Странное шествие вышло из подземного канала. Открывала его я, вполне одетая и вполне сухая, а за мной следовали трое мокрых насквозь людей, с которых все еще лила, замерзая и превращаясь в сосульки вода, один из которых при этом волочился за Джонатаном по снегу, словно мешок, оставляя за собой широкий след…

Увидев нас, Светлана остолбенела. Она слезла по сугробам навстречу нам, запричитала и осеклась внезапно:

— Да это же Игорь!

Я кивнула молча.

— А вы кто? — спросила Светлана девушку.

— К-к-катя, — выговорила та, отбивая дробь зубами.

Для расспросов был явно не лучший момент. Посему, Светлана просто протянула ей руку и помогла залезть наверх, к машине, а я ухватилась вместе с Джонатаном за ворот Игоря и мы втащили его на высокий берег.

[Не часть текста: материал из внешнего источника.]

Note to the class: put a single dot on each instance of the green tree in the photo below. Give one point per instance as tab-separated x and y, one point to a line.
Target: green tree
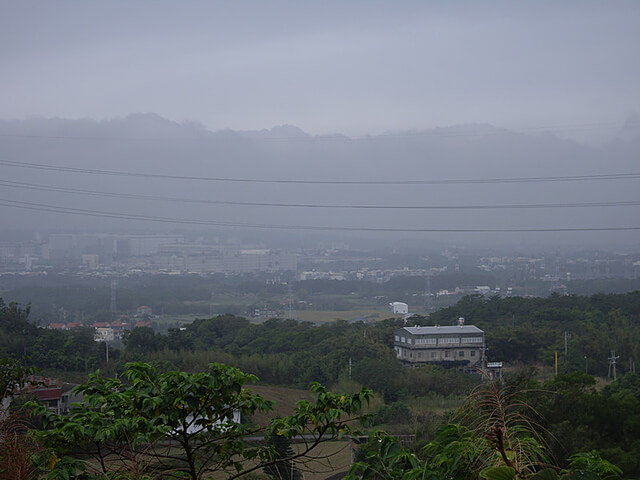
185	425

Я сняла пальто и протянула Кате:

— Снимайте вашу куртку. И штаны хорошо бы тоже. В машине тепло.

Она покачала головой. Но пальто взяла, и, не стесняясь нас, вывернулась из своей оледеневшей пятнистой шкуры, натянула на себя мое пальто и молча забралась на заднее сиденье.

Джонатан стащил с себя мокрый свитер и рубашку и надел свою куртку, оставшуюся сухой, на голое тело.

— Его тоже надо переодеть, — кивнул Джонатан на Игоря и, подумав, снял свою куртку обратно.

— Наденешь это на него.

Я запротестовала. Светлана стала расстегивать свою норковую шубу:

— Это лучше куртки, его укроет целиком.

Джонатан снова влез в свою куртку, а мы со Светланой принялись расстегивать задубевшие пуговицы Игоревой дубленки.

Под ней, как и у девушки Кати, ничего не было. Ни майки, ни рубашки — голая грудь с русой мокрой шерстью…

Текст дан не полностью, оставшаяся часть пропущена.